08-12-2006, 11:31 AM
Quote:I basically concur with Mongo on this.
Gameplay wise it is probably a good change. Less people make for less complications, less downtimes, less organization overhead etc. Blizzard has shown in ZG and AQ20 that raiding encounters on a smaller scale can be as challenging as the big ones. Jin'do is imho more difficult than anything you encounter in MC.
But the consequences for existing guilds can be devastating indeed. Managing a sufficient pool of people for 40 man content is like shepherding cats. We raiders are not exactly known for our humble egos. ;)This very annoucement alone is probably enough to stir guild drama on it's own. People will look at their fellow raiders and make mental lists with whom they would be willing to raid in a smaller raid environment if they had the choice. This could very much accelerate the unraveling of existing guilds, which would be a pity as most of them haven't probably even visited Naxx yet. The looming shadow of guild reorganization and a general feeling that the era of 40 mans will end anyway isn't exactly a motivation for progression in Naxx or AQ40.

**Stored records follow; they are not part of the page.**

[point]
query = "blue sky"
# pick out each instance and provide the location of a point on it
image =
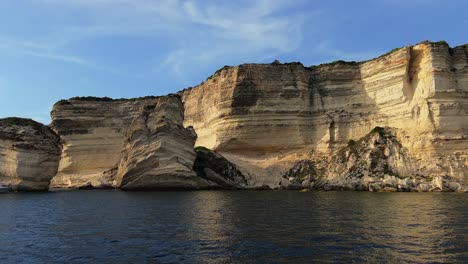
(55, 49)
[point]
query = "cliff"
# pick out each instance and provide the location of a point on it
(29, 154)
(131, 144)
(266, 117)
(265, 124)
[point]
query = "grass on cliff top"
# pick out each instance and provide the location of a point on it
(16, 121)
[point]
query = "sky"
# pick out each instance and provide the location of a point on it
(57, 49)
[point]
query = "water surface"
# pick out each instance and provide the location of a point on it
(233, 227)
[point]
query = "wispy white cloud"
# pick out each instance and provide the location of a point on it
(201, 32)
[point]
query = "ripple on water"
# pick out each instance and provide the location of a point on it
(233, 226)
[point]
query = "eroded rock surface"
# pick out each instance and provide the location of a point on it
(29, 154)
(215, 168)
(265, 118)
(378, 162)
(158, 151)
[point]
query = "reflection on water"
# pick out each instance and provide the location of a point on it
(233, 226)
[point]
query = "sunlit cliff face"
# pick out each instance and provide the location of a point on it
(276, 113)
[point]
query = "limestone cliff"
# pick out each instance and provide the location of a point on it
(93, 132)
(266, 117)
(260, 120)
(376, 162)
(29, 154)
(158, 151)
(132, 144)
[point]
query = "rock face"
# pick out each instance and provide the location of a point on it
(280, 125)
(266, 117)
(158, 151)
(377, 162)
(93, 132)
(133, 144)
(29, 154)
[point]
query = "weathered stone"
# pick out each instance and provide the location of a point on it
(265, 118)
(424, 187)
(158, 151)
(29, 154)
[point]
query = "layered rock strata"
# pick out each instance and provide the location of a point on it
(266, 117)
(29, 154)
(214, 167)
(93, 132)
(158, 151)
(376, 162)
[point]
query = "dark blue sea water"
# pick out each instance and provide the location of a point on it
(233, 227)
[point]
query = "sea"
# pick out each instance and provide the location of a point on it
(110, 226)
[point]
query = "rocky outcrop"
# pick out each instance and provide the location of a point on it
(215, 168)
(93, 132)
(263, 119)
(266, 117)
(376, 162)
(131, 144)
(29, 154)
(158, 151)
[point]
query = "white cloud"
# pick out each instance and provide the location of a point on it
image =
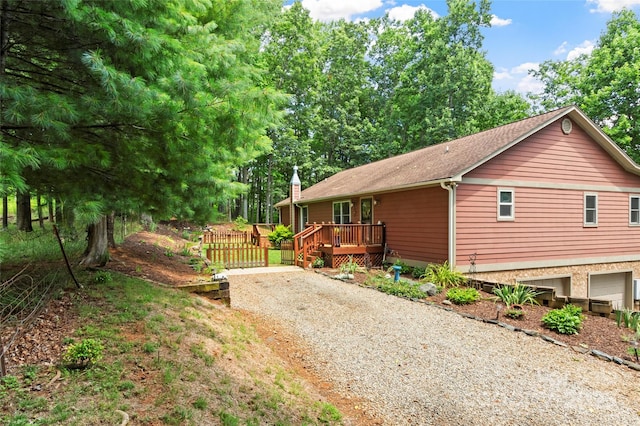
(518, 78)
(586, 47)
(499, 22)
(502, 74)
(524, 68)
(608, 6)
(329, 10)
(562, 49)
(530, 84)
(406, 12)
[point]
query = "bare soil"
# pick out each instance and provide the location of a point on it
(146, 255)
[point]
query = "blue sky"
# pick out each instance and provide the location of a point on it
(524, 33)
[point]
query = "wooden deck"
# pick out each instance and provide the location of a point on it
(338, 244)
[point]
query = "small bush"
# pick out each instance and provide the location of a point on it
(349, 267)
(442, 275)
(518, 294)
(240, 224)
(84, 353)
(417, 272)
(567, 320)
(102, 277)
(463, 296)
(402, 288)
(279, 234)
(404, 268)
(514, 313)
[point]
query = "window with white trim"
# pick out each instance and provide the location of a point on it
(342, 212)
(634, 210)
(590, 209)
(506, 204)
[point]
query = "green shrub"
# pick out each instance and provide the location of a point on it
(518, 294)
(240, 224)
(463, 296)
(279, 234)
(86, 352)
(442, 275)
(417, 272)
(349, 267)
(514, 313)
(567, 320)
(402, 288)
(318, 262)
(102, 277)
(405, 269)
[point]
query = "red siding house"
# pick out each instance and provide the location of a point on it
(550, 201)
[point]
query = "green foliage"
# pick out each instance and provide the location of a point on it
(402, 288)
(279, 234)
(418, 272)
(518, 294)
(442, 276)
(629, 318)
(102, 277)
(240, 224)
(463, 295)
(404, 268)
(83, 353)
(318, 262)
(567, 320)
(349, 267)
(513, 313)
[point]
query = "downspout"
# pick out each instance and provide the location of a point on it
(451, 188)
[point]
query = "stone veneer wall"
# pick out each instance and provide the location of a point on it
(579, 274)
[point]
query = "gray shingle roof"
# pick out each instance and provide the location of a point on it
(432, 164)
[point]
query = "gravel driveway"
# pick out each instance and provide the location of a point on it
(418, 364)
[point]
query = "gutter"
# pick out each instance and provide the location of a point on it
(451, 187)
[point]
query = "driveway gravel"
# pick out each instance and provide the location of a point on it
(421, 365)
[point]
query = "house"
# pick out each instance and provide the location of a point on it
(550, 201)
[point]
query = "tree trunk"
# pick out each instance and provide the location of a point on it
(23, 212)
(5, 212)
(97, 252)
(52, 218)
(269, 194)
(40, 215)
(111, 220)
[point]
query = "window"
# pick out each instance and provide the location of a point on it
(506, 204)
(342, 212)
(634, 210)
(590, 209)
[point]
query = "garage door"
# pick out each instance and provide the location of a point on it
(561, 285)
(609, 287)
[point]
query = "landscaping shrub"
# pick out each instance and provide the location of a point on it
(402, 288)
(442, 275)
(279, 234)
(567, 320)
(418, 272)
(518, 294)
(463, 296)
(514, 313)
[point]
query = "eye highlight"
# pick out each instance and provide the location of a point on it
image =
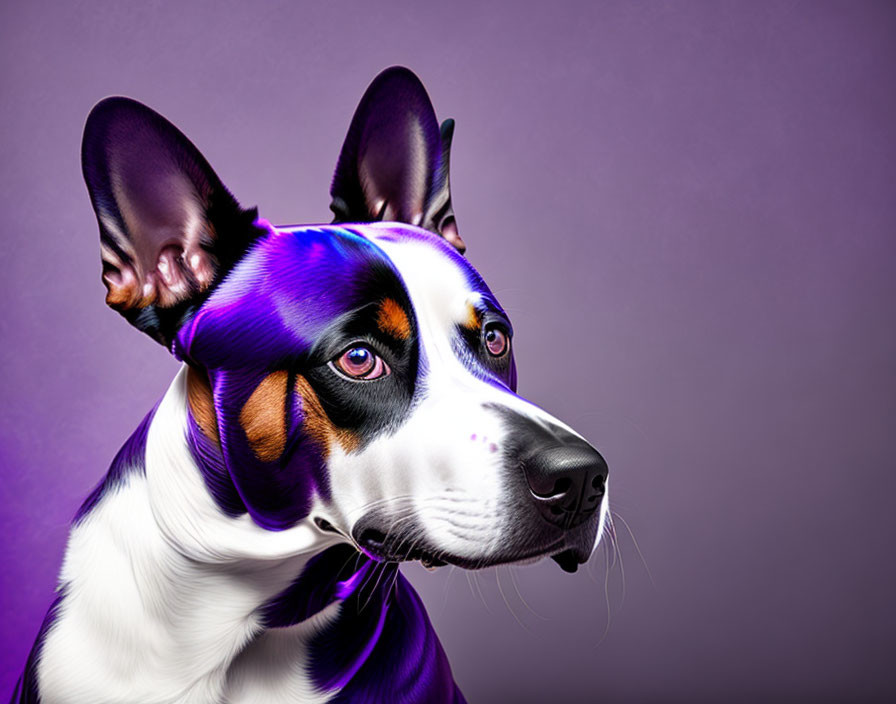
(497, 341)
(360, 363)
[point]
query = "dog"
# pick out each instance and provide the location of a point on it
(346, 402)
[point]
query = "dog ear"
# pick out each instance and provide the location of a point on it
(394, 162)
(169, 229)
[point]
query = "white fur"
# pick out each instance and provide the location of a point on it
(444, 464)
(161, 591)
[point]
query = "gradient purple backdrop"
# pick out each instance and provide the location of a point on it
(689, 210)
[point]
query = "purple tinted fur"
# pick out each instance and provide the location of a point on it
(26, 690)
(381, 646)
(266, 315)
(130, 458)
(210, 462)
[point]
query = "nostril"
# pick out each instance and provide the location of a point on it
(371, 538)
(561, 486)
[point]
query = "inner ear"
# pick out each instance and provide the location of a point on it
(169, 229)
(395, 159)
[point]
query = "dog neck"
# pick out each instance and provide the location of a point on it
(163, 597)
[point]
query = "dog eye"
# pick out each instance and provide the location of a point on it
(360, 362)
(497, 342)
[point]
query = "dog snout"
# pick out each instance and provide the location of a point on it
(567, 482)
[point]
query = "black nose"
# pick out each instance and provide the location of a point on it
(567, 482)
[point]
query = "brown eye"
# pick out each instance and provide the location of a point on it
(361, 362)
(496, 341)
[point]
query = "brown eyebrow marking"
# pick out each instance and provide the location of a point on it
(317, 425)
(392, 320)
(264, 417)
(202, 404)
(474, 318)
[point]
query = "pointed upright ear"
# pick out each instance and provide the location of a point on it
(394, 162)
(169, 229)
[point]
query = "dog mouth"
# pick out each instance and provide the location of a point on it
(376, 545)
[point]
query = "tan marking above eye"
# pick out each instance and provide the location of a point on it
(392, 319)
(202, 403)
(474, 318)
(318, 426)
(264, 417)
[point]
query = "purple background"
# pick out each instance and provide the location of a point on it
(689, 210)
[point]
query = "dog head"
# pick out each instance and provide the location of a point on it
(360, 374)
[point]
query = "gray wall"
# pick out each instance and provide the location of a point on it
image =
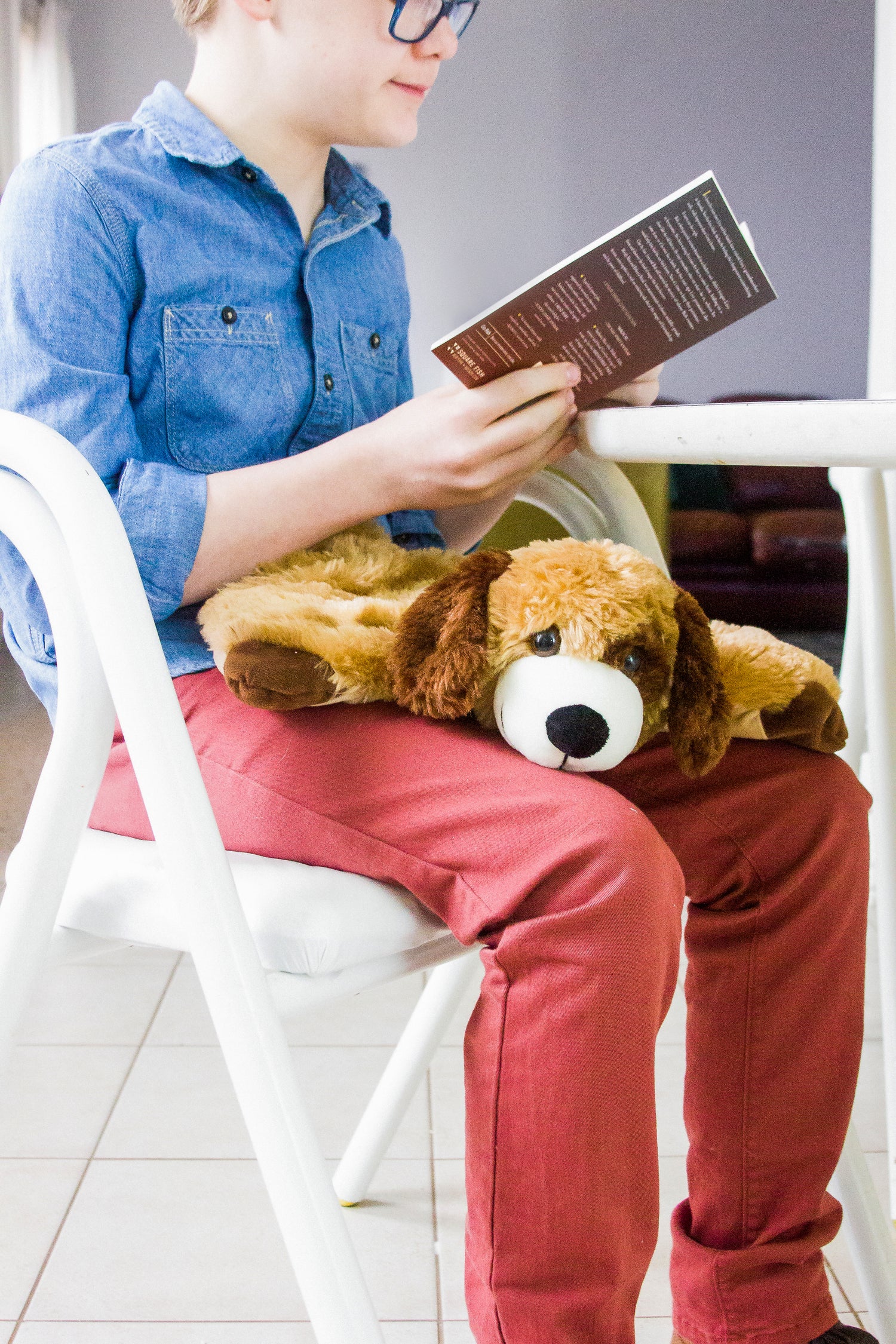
(560, 119)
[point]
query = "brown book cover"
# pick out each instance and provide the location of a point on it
(664, 281)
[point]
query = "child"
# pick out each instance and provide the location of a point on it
(211, 304)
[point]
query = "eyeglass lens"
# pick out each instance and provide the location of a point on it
(418, 18)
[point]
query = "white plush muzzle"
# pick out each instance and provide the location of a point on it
(569, 714)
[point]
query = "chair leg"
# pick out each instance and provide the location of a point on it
(870, 1235)
(851, 673)
(402, 1076)
(870, 542)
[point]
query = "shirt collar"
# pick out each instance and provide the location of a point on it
(187, 133)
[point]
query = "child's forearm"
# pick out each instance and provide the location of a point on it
(465, 526)
(258, 514)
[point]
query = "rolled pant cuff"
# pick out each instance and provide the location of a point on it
(801, 1332)
(773, 1292)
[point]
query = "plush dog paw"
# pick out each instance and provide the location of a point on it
(812, 719)
(271, 676)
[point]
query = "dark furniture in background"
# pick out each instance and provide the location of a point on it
(760, 545)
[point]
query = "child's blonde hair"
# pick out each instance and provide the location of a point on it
(190, 14)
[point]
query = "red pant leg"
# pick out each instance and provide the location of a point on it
(774, 848)
(578, 901)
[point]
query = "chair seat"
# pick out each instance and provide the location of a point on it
(305, 921)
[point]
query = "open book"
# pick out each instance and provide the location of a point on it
(671, 277)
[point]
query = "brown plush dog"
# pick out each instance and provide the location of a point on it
(578, 652)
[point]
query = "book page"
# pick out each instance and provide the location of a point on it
(634, 299)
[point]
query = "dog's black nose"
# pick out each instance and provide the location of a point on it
(576, 730)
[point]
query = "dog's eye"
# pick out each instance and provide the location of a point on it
(544, 643)
(632, 663)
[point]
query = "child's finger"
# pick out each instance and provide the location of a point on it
(527, 426)
(512, 391)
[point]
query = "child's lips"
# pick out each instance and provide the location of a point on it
(416, 90)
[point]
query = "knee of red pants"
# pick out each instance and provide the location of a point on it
(609, 901)
(812, 815)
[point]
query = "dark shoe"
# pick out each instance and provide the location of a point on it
(841, 1334)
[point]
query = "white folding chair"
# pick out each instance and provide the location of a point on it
(269, 938)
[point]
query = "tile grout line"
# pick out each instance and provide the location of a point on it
(437, 1245)
(93, 1152)
(843, 1291)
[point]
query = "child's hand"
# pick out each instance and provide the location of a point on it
(640, 391)
(457, 447)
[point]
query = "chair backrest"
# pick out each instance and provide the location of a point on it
(58, 514)
(594, 499)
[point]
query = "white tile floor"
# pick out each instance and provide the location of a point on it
(124, 1159)
(133, 1211)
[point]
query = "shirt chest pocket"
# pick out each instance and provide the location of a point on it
(228, 400)
(371, 364)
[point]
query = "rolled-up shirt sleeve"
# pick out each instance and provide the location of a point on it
(412, 529)
(69, 287)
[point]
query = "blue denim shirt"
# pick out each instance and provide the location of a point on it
(161, 311)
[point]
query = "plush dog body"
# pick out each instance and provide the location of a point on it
(578, 652)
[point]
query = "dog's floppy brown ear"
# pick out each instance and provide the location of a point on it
(440, 656)
(699, 708)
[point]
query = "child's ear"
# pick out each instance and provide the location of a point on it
(440, 658)
(699, 713)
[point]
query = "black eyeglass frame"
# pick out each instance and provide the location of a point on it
(445, 13)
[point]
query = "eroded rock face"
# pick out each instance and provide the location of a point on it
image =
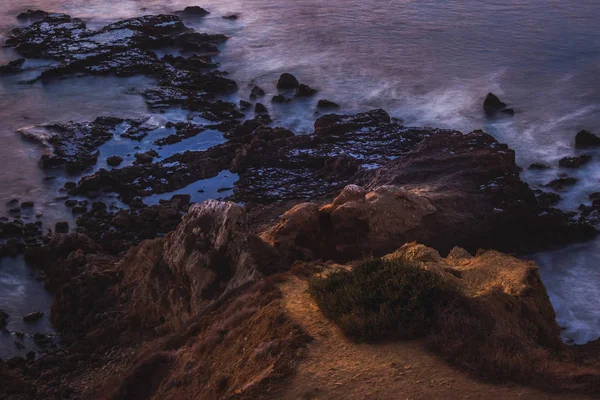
(210, 254)
(356, 223)
(505, 287)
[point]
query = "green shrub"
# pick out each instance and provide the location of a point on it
(383, 299)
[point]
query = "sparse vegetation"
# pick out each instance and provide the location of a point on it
(394, 299)
(383, 299)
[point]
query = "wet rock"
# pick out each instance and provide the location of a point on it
(114, 161)
(538, 166)
(327, 105)
(562, 183)
(34, 316)
(72, 145)
(256, 92)
(492, 104)
(194, 11)
(143, 158)
(355, 224)
(305, 91)
(586, 139)
(183, 130)
(211, 251)
(12, 67)
(339, 124)
(279, 98)
(547, 199)
(78, 209)
(3, 319)
(575, 162)
(61, 227)
(32, 15)
(260, 108)
(287, 81)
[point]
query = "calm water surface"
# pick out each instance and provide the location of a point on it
(427, 62)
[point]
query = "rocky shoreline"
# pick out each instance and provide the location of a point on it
(187, 295)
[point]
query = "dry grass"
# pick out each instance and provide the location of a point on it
(387, 299)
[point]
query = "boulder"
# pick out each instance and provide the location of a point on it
(114, 161)
(256, 92)
(338, 124)
(287, 81)
(305, 91)
(355, 223)
(260, 108)
(194, 11)
(32, 15)
(586, 139)
(34, 316)
(492, 104)
(327, 105)
(12, 67)
(61, 227)
(575, 162)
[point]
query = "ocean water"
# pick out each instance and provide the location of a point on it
(428, 62)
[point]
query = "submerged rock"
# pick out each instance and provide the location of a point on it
(12, 67)
(305, 91)
(575, 162)
(114, 161)
(327, 105)
(34, 316)
(193, 11)
(586, 139)
(492, 104)
(287, 81)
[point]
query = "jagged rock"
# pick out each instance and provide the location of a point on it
(355, 223)
(72, 145)
(279, 98)
(547, 199)
(586, 139)
(210, 254)
(194, 11)
(338, 124)
(144, 158)
(3, 319)
(32, 15)
(509, 289)
(260, 108)
(114, 161)
(562, 183)
(575, 162)
(492, 104)
(327, 105)
(305, 91)
(34, 316)
(61, 227)
(12, 67)
(287, 81)
(256, 92)
(538, 166)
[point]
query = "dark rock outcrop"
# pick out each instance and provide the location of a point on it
(287, 81)
(585, 139)
(575, 162)
(492, 104)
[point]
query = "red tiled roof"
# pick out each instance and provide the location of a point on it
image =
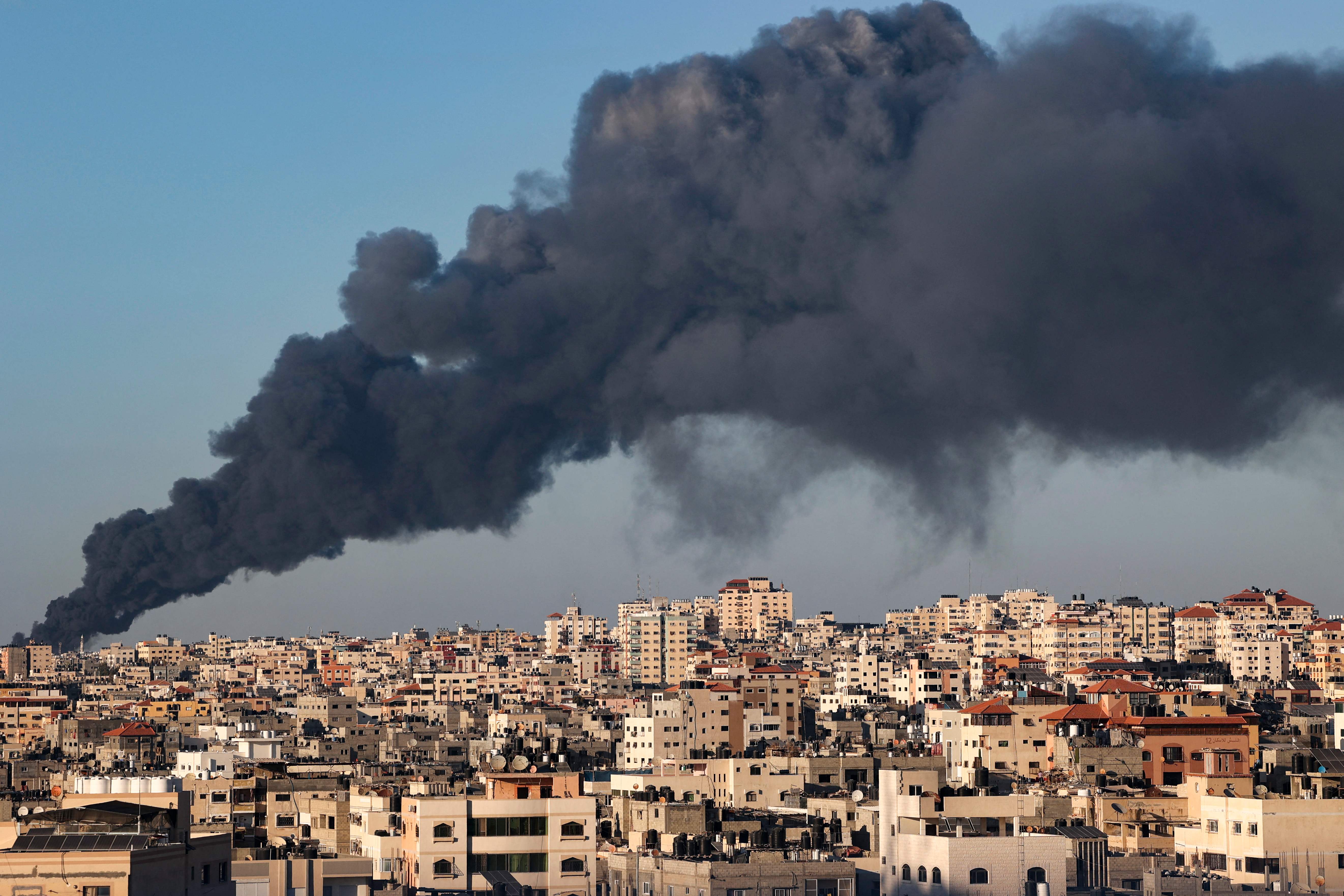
(1119, 686)
(1079, 711)
(132, 730)
(990, 708)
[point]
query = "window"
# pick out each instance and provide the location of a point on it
(525, 827)
(517, 863)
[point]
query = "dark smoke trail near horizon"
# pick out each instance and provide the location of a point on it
(866, 232)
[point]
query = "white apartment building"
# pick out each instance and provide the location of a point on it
(655, 731)
(921, 858)
(656, 648)
(546, 843)
(573, 629)
(1264, 658)
(873, 674)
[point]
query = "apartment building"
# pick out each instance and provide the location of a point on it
(1005, 735)
(1147, 629)
(573, 629)
(656, 647)
(753, 608)
(334, 711)
(655, 733)
(874, 674)
(1194, 629)
(922, 855)
(26, 662)
(162, 652)
(534, 831)
(1261, 656)
(1027, 606)
(1066, 643)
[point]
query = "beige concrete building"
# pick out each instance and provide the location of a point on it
(1194, 629)
(525, 828)
(573, 629)
(753, 608)
(334, 711)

In the end: yes, it's probably a good decision for more managable and accessable content, yet the adaption process will hurt. One can only hope that Burning Crusade will be released soon, so that the uncertainty will end.
On another note: I hope that this is not beginning of complete "casualization" of the game. There are already people whining that the current 20 mans are to much to ask for, and some are even not willing to do five content. A WoW where the most casual players set the standards is certainly not something I'm looking for.
As a raider (I guess) currently progressing through BWL, I love this change. I only raid 40-person dungeons because they're the only way to progress my character - I find them boring and tedious, and I really enjoy five-man, ten-man, and twenty-man groups a lot more (tending towards ten-man as an ideal size).
As far as having people excluded from content because a guild was designed to contain 40 people for raiding, I'm not too sympathetic. "Casuals" had to deal with the exact same issues raiders will go through when the player cap on Stratholme, Scholomance, Blackrock Spire, etc. was lowered. Yes, there are guilds of ten to fifteen people who enjoyed making guild runs through those instances. I'm in one of them. When the player cap was lowered, we lost our main guild events, which really allowed us to learn, bond, and work together.
Casualization is something that I predict WoW will tend toward. Everyone knows that casuals are the majority of players - Blizzard (and behind them, Vivendi) would be foolish to cater to the minority of hardcore raiders. It just doesn't make any business sense. Smaller-group content is just more inclusive. Raiders can still clear five, ten, and twenty-five man instances, but the shift towards smaller instances makes that newly-developed content more accessible to casuals as well. They cater to the majority and don't exclude the minority.